A MYSTERY backer is bidding to take a rare dinosaur skeleton to Dorchester's Dinosaur Museum.

The museum has received an offer from a donor, who wishes to remain anonymous, for it to bid for one of the most complete triceratops skeletons ever discovered when it goes under the hammer at a Christie's auction house in Paris.

The 24-foot-long triceratops skeleton, the only one of its kind in Europe, is expected to fetch around 500,000 euros - about £400,000 - and will be the prize lot on offer at a sale of dinosaur and other fossils on April 16.

It was discovered by a rancher in North Dakota in the USA four years ago and is being sold by a European private collector.

Curator Tim Batty said the museum was approached by the backer and staff are now extremely excited about the prospect of owning such a major attraction.

He said: "It was something we were really keen to do. It is a very rare specimen and it would be great to bring it to Britain."
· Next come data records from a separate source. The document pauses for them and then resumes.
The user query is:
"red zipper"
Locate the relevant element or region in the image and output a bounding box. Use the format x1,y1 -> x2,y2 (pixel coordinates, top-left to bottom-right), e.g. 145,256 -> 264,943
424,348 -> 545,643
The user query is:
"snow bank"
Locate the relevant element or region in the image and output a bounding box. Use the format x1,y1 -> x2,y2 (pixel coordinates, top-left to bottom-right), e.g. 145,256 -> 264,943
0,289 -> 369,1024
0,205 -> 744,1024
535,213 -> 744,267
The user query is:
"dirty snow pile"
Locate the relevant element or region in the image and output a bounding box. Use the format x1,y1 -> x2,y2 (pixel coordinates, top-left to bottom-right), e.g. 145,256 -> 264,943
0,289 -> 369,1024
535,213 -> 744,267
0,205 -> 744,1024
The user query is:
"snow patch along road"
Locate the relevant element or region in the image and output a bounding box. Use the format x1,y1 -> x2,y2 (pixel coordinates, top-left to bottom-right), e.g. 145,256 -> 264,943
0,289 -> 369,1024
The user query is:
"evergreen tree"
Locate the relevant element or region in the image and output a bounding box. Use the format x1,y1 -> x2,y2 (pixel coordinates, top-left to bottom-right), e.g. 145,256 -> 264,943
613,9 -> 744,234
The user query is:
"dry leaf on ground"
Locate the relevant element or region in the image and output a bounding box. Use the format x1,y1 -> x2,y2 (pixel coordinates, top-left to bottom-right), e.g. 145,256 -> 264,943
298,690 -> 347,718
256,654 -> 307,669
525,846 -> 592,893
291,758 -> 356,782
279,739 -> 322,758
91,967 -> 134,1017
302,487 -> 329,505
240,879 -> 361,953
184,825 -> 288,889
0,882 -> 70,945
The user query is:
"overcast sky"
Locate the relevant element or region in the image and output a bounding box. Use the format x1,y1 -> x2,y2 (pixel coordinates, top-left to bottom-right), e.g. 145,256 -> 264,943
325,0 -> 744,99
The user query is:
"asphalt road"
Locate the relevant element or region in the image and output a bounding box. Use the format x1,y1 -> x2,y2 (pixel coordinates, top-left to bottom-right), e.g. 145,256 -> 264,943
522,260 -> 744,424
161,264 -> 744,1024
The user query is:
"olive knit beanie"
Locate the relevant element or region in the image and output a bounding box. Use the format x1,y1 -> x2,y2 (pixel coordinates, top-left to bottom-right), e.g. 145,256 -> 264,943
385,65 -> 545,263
The skeleton weighs more than 200 kilos and dates back to the late cretaceous period more than 65 million years ago.

The museum's director Jackie Ridley described the skeleton of the three-horned giant dinosaur as simply spectacular'.

She added: "Not only is it the only one of its kind in Europe, but generally Britain doesn't have any complete skeletons of this calibre.

"Most of the excavated dinosaurs in Britain are fragmentary in comparison.

"Triceratops was not native to Britain but it would be great for people to see such an important skeleton in the UK."

The fossil skeleton is 70 per cent complete and has been mounted as a complete beast with the missing bones cast in resin from other specimens.

It is the fourth most complete skeleton of a triceratops discovered to date and is only the second near complete dinosaur skeleton to go for sale by public auction.

The last fossil skeleton sold by auction was a tyrannosaurus rex, which fetched $8 million, the equivalent of about £4.8 million at the time, at Sotheby's in New York in 1997.

With huge interest in this rare artefact, museum staff are well aware that it may sell for considerably more than the estimated price.

The museum has confirmed that talks are in progress with another sponsor as it fears that the amount offered by the anonymous backer may not be sufficient to secure the winning bid.

Mr Batty said: "It would be great to get it and to have it on display for the summer period."